By Staff | Mar 28, 2013

Pictured at the karate test photo are (from left) Lahaina Chief Instructor Walter Chihara (Fourth Dan), Ken Lee (First Dan), Zachary Cabingas (First Dan), Michael Doan (First Dan), Chase Marten (First Dan) and JKS Hawaii Chief Instructor Charles Lee (Seventh Dan). Not pictured is Glen Delatori (Second Dan).

LAHAINA – A lifetime milestone has been reached by five West Side martial artists, as the Lahaina Dojo of the Japan Karate Shotokai held Dan (black belt) examinations on March 16 at Lahaina Civic Center.

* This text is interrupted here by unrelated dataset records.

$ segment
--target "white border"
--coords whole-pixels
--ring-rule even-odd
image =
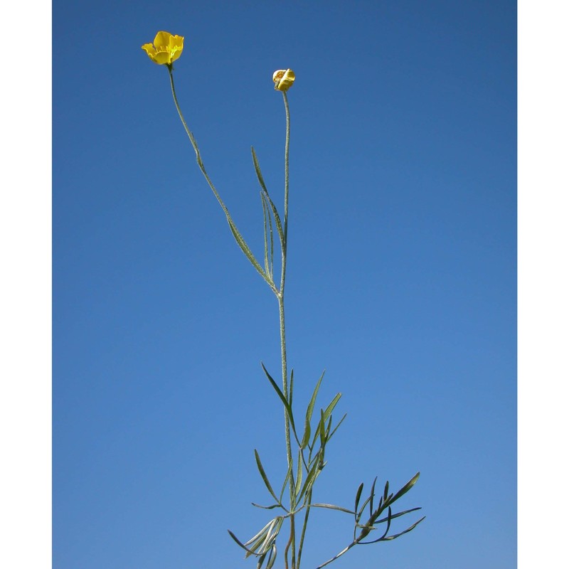
[[[51,6],[4,3],[0,566],[51,567]]]
[[[518,554],[529,569],[568,560],[569,11],[518,9]]]

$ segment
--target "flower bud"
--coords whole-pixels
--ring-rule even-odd
[[[279,69],[272,74],[275,89],[287,91],[294,83],[294,72],[292,69]]]

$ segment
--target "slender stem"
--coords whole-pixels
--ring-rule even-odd
[[[283,226],[282,239],[282,263],[281,265],[280,289],[277,295],[279,302],[279,321],[280,329],[280,351],[282,364],[282,392],[287,399],[290,401],[290,393],[288,384],[288,370],[287,368],[287,339],[284,326],[284,282],[287,274],[287,235],[289,218],[289,145],[290,141],[290,113],[287,93],[283,92],[282,97],[284,101],[284,112],[287,119],[286,137],[284,140],[284,219]],[[287,462],[289,468],[292,468],[292,451],[290,445],[290,424],[286,410],[284,412],[284,441],[287,446]],[[292,469],[294,472],[294,469]],[[296,506],[296,495],[294,480],[290,477],[290,509],[294,509]],[[294,516],[290,516],[290,547],[292,569],[297,569],[296,565],[296,537],[294,529]]]
[[[304,536],[307,533],[307,526],[308,526],[308,516],[310,515],[310,504],[312,501],[312,489],[308,493],[308,504],[307,504],[307,511],[304,514],[304,520],[302,523],[302,531],[300,533],[300,543],[298,544],[298,561],[297,563],[297,569],[300,569],[300,559],[302,556],[302,546],[304,543]]]
[[[275,284],[272,282],[272,279],[270,277],[269,275],[265,272],[265,271],[261,267],[261,265],[259,265],[257,260],[255,258],[251,250],[249,248],[249,246],[245,243],[245,239],[243,239],[241,234],[237,229],[235,223],[233,223],[233,220],[231,219],[231,216],[229,213],[229,210],[227,208],[225,204],[223,203],[223,201],[221,199],[221,196],[219,195],[219,193],[216,189],[216,186],[213,185],[213,182],[211,181],[211,179],[209,177],[207,171],[206,171],[206,166],[203,165],[203,161],[201,159],[201,156],[200,154],[200,150],[198,148],[198,143],[196,142],[196,139],[193,137],[193,134],[192,134],[190,129],[188,127],[187,124],[186,123],[186,119],[184,118],[184,115],[182,115],[181,109],[180,108],[180,105],[178,102],[178,97],[176,95],[176,89],[174,85],[174,75],[172,74],[172,66],[171,65],[166,65],[168,68],[168,73],[170,75],[170,87],[172,90],[172,97],[174,97],[174,102],[176,105],[176,110],[178,111],[178,115],[180,117],[180,120],[182,122],[182,124],[184,125],[184,128],[186,130],[186,133],[188,134],[188,138],[190,139],[190,142],[191,142],[191,145],[193,147],[193,150],[196,152],[196,160],[198,162],[198,166],[201,170],[201,173],[203,174],[203,177],[206,179],[206,181],[208,183],[208,185],[211,188],[211,191],[213,192],[213,195],[216,196],[219,205],[221,206],[221,208],[223,210],[223,213],[225,214],[225,217],[227,218],[228,223],[229,223],[229,227],[231,229],[231,232],[233,234],[233,237],[235,238],[235,241],[237,241],[237,244],[240,248],[241,250],[245,254],[245,257],[249,260],[251,265],[255,268],[257,272],[263,277],[265,281],[267,284],[271,287],[272,292],[277,294],[278,291],[277,290],[277,287],[275,286]]]

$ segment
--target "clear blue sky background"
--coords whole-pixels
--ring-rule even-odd
[[[277,307],[140,48],[186,38],[180,103],[255,251],[282,200],[299,408],[348,413],[315,499],[421,478],[427,519],[338,569],[516,565],[516,3],[53,3],[53,566],[254,567],[228,537],[284,474]],[[277,484],[278,485],[278,484]],[[350,541],[314,516],[303,565]],[[413,520],[410,520],[413,521]],[[333,565],[334,566],[334,565]]]

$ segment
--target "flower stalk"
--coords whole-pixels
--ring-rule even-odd
[[[286,121],[284,138],[284,210],[282,220],[278,209],[270,196],[265,184],[265,180],[261,173],[260,166],[259,166],[255,150],[252,147],[251,148],[253,166],[259,184],[261,187],[260,196],[263,211],[265,242],[265,267],[263,267],[257,261],[245,238],[237,228],[230,214],[229,210],[210,178],[201,158],[196,138],[188,127],[181,109],[180,108],[178,97],[176,93],[176,87],[174,86],[173,62],[177,60],[181,55],[184,49],[184,39],[182,36],[173,36],[168,32],[161,31],[156,34],[153,43],[145,43],[142,46],[142,49],[144,50],[149,58],[154,63],[164,65],[167,68],[174,105],[182,125],[188,135],[188,138],[190,140],[190,143],[196,153],[196,160],[198,166],[225,216],[233,238],[255,270],[260,275],[275,294],[279,307],[279,331],[281,349],[281,371],[282,376],[282,387],[278,386],[265,366],[263,364],[261,365],[267,380],[284,408],[287,472],[282,484],[280,494],[277,496],[273,489],[272,484],[271,484],[267,476],[259,453],[255,450],[255,457],[259,473],[269,494],[274,500],[274,502],[270,506],[260,506],[255,504],[253,505],[265,509],[279,509],[282,511],[282,513],[280,515],[271,519],[248,541],[242,543],[231,531],[229,531],[229,534],[238,545],[245,551],[245,558],[254,556],[257,559],[257,569],[272,569],[277,559],[277,542],[279,538],[279,533],[285,519],[288,519],[289,533],[284,548],[284,568],[285,569],[300,569],[300,562],[303,548],[304,546],[311,509],[317,507],[334,509],[344,514],[348,514],[350,516],[353,516],[354,528],[352,541],[339,553],[336,553],[334,556],[329,558],[317,568],[317,569],[321,569],[321,568],[329,565],[344,555],[356,545],[378,543],[380,541],[395,539],[399,537],[399,536],[410,531],[419,523],[422,521],[424,518],[420,519],[418,521],[399,533],[388,535],[392,520],[420,509],[419,508],[412,508],[395,514],[392,511],[393,504],[413,487],[418,479],[419,473],[418,472],[406,484],[395,494],[389,494],[389,484],[387,482],[383,493],[380,497],[378,505],[375,509],[373,508],[373,504],[374,499],[376,498],[376,481],[373,482],[371,486],[369,496],[363,501],[361,506],[359,506],[359,502],[363,488],[363,483],[360,484],[356,491],[355,504],[353,509],[334,504],[314,504],[312,502],[314,484],[327,464],[325,460],[325,452],[327,448],[327,444],[344,421],[346,415],[344,415],[337,423],[334,423],[332,413],[341,397],[341,393],[337,393],[327,406],[321,408],[319,412],[317,410],[317,412],[314,413],[315,409],[317,408],[316,407],[316,401],[318,397],[320,385],[324,378],[324,373],[322,373],[320,378],[318,380],[314,389],[312,395],[307,407],[304,420],[299,421],[298,420],[298,418],[297,418],[297,421],[295,422],[294,415],[292,412],[294,375],[291,371],[290,376],[289,376],[287,361],[284,291],[287,260],[289,186],[289,154],[290,146],[290,110],[289,108],[287,92],[293,85],[295,75],[291,69],[281,69],[275,71],[272,76],[275,90],[280,91],[282,93]],[[273,274],[273,226],[277,231],[281,250],[281,270],[278,286],[275,284],[275,275]],[[290,378],[289,380],[289,377]],[[300,430],[301,425],[302,426],[302,430]],[[295,450],[294,453],[293,445],[297,447],[297,450]],[[283,494],[287,488],[288,488],[289,501],[288,504],[285,506],[283,503]],[[363,522],[363,519],[362,519],[362,516],[364,509],[366,508],[369,509],[369,516],[367,518],[367,521]],[[387,516],[385,516],[385,510],[387,510]],[[302,526],[300,530],[300,537],[298,543],[297,542],[296,535],[297,514],[302,514],[303,516]],[[373,532],[378,529],[380,524],[385,524],[386,526],[386,529],[381,536],[378,538],[371,539],[370,541],[364,541],[364,539],[371,538],[373,536]],[[370,536],[370,538],[368,538],[368,536]]]

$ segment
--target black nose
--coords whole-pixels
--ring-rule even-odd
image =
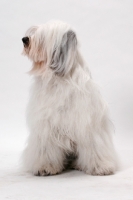
[[[22,41],[23,41],[23,43],[26,44],[26,45],[29,44],[29,38],[28,38],[28,37],[22,38]]]

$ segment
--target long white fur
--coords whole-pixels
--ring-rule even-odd
[[[30,134],[23,164],[33,174],[57,174],[64,169],[66,155],[74,153],[75,169],[92,175],[112,174],[117,156],[107,104],[86,67],[78,40],[75,52],[66,58],[67,63],[73,62],[65,74],[60,76],[50,68],[52,53],[69,30],[68,24],[54,21],[26,32],[30,44],[23,53],[33,62],[34,83],[27,108]]]

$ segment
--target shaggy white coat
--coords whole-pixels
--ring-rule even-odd
[[[106,102],[92,80],[72,28],[54,21],[31,27],[23,54],[32,60],[34,83],[27,108],[29,138],[23,164],[35,175],[72,167],[92,175],[117,169]]]

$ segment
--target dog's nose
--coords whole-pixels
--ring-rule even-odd
[[[29,44],[29,38],[28,38],[28,37],[22,38],[22,41],[23,41],[23,43],[26,44],[26,45]]]

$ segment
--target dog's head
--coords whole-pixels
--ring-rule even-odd
[[[77,56],[77,37],[68,24],[54,21],[33,26],[22,41],[23,54],[33,61],[34,70],[49,68],[59,76],[72,70]]]

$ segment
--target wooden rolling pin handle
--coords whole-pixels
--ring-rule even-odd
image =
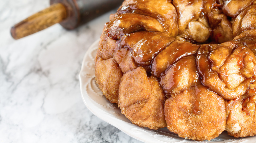
[[[67,17],[65,7],[60,3],[54,4],[15,24],[11,29],[11,35],[18,39],[59,23]]]

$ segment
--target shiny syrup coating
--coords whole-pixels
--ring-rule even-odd
[[[125,78],[108,79],[120,85],[101,89],[121,87],[121,97],[129,97],[118,100],[126,105],[121,106],[122,113],[140,126],[157,129],[166,123],[180,136],[201,141],[225,129],[235,137],[255,135],[252,1],[125,0],[106,24],[96,61],[104,65],[111,59]],[[157,105],[163,109],[145,107]]]

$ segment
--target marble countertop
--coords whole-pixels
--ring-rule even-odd
[[[141,142],[92,114],[78,79],[112,11],[75,30],[58,24],[15,40],[11,26],[49,0],[0,1],[0,143]]]

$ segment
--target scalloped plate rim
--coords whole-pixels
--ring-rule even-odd
[[[145,132],[148,132],[148,130],[150,130],[149,129],[146,130],[145,128],[144,128],[138,126],[137,125],[134,125],[130,123],[128,123],[125,121],[121,120],[120,119],[118,119],[117,118],[115,118],[114,117],[112,117],[108,114],[109,113],[107,113],[105,111],[103,111],[103,110],[101,109],[98,106],[100,106],[100,105],[97,105],[94,102],[96,102],[94,101],[94,100],[91,99],[88,95],[87,92],[88,90],[86,90],[86,89],[84,89],[84,86],[87,86],[88,84],[89,84],[89,82],[91,80],[93,80],[94,78],[94,74],[95,73],[95,71],[94,73],[91,73],[93,74],[94,75],[92,75],[92,77],[85,77],[83,75],[83,72],[84,71],[84,69],[85,66],[86,66],[85,64],[86,60],[89,58],[89,56],[90,52],[92,52],[94,49],[96,48],[97,48],[98,45],[98,43],[100,39],[98,39],[95,41],[91,45],[91,46],[88,48],[87,51],[86,53],[84,58],[83,59],[83,62],[82,62],[81,70],[79,73],[78,75],[78,78],[79,79],[79,81],[80,84],[80,90],[81,93],[81,96],[83,101],[85,104],[86,107],[88,109],[93,113],[96,116],[100,118],[101,119],[104,120],[108,123],[110,124],[111,125],[115,126],[117,128],[119,129],[120,130],[128,135],[130,136],[135,138],[139,141],[145,142],[151,142],[151,143],[155,143],[156,142],[215,142],[214,141],[203,141],[202,142],[199,142],[197,141],[194,141],[190,140],[187,140],[184,139],[182,140],[179,140],[177,141],[172,141],[172,142],[165,142],[164,141],[161,141],[160,140],[158,140],[155,138],[155,140],[152,140],[152,137],[150,138],[151,140],[149,140],[148,135],[147,135],[148,134],[146,134],[146,135],[136,135],[134,134],[132,134],[132,132],[128,129],[131,129],[133,128],[137,129],[138,130],[140,130],[142,131],[144,131]],[[95,55],[94,55],[95,56]],[[92,60],[92,62],[93,62],[93,64],[94,64],[94,59],[91,59]],[[105,97],[103,97],[103,98]],[[106,100],[106,99],[105,99]],[[109,102],[110,103],[110,102]],[[126,128],[128,128],[128,129]],[[149,132],[148,131],[148,133],[149,134],[152,135],[152,133]],[[151,132],[154,132],[152,131]],[[159,133],[159,132],[158,132]],[[154,135],[160,135],[164,136],[164,135],[161,135],[160,134],[158,134],[157,133],[155,133],[154,134]],[[154,135],[153,135],[154,136]],[[216,138],[215,138],[218,139],[218,137]],[[231,137],[232,138],[232,137]],[[244,138],[236,138],[235,139],[230,139],[230,140],[229,142],[253,142],[253,140],[254,140],[255,141],[254,143],[256,143],[256,136],[253,137],[248,137]],[[231,140],[233,140],[233,141]],[[237,141],[236,142],[236,141]],[[174,141],[173,140],[172,141]],[[217,141],[218,142],[218,141]]]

Fifty-seven-year-old Glen Delatori, who has been practicing the traditional style of Shotokan Karate Do with the Lahaina club for over a decade and is an instructor there, earned the rank of Nidan, or second degree black belt. Michael Doan, age 15; Chase Marten, 12; Zachary Cabingas, 12; and Ken Lee, 11, all passed the Shodan – first degree black belt – examination.

The tests were administered by JKS Chief Instructor Charles Lee, Shichi Dan (seventh degree black belt), of Honolulu, and Lahaina Chief Instructor Walter Chihara (Yondan, fourth degree) in the physical education room at the LCC.

The grueling, hour-long examinations included kihon (basics), kata (forms) and kumite (sparring) developed over the past century by the leaders of the Shotokan system founded by Master Gichin Funakoshi.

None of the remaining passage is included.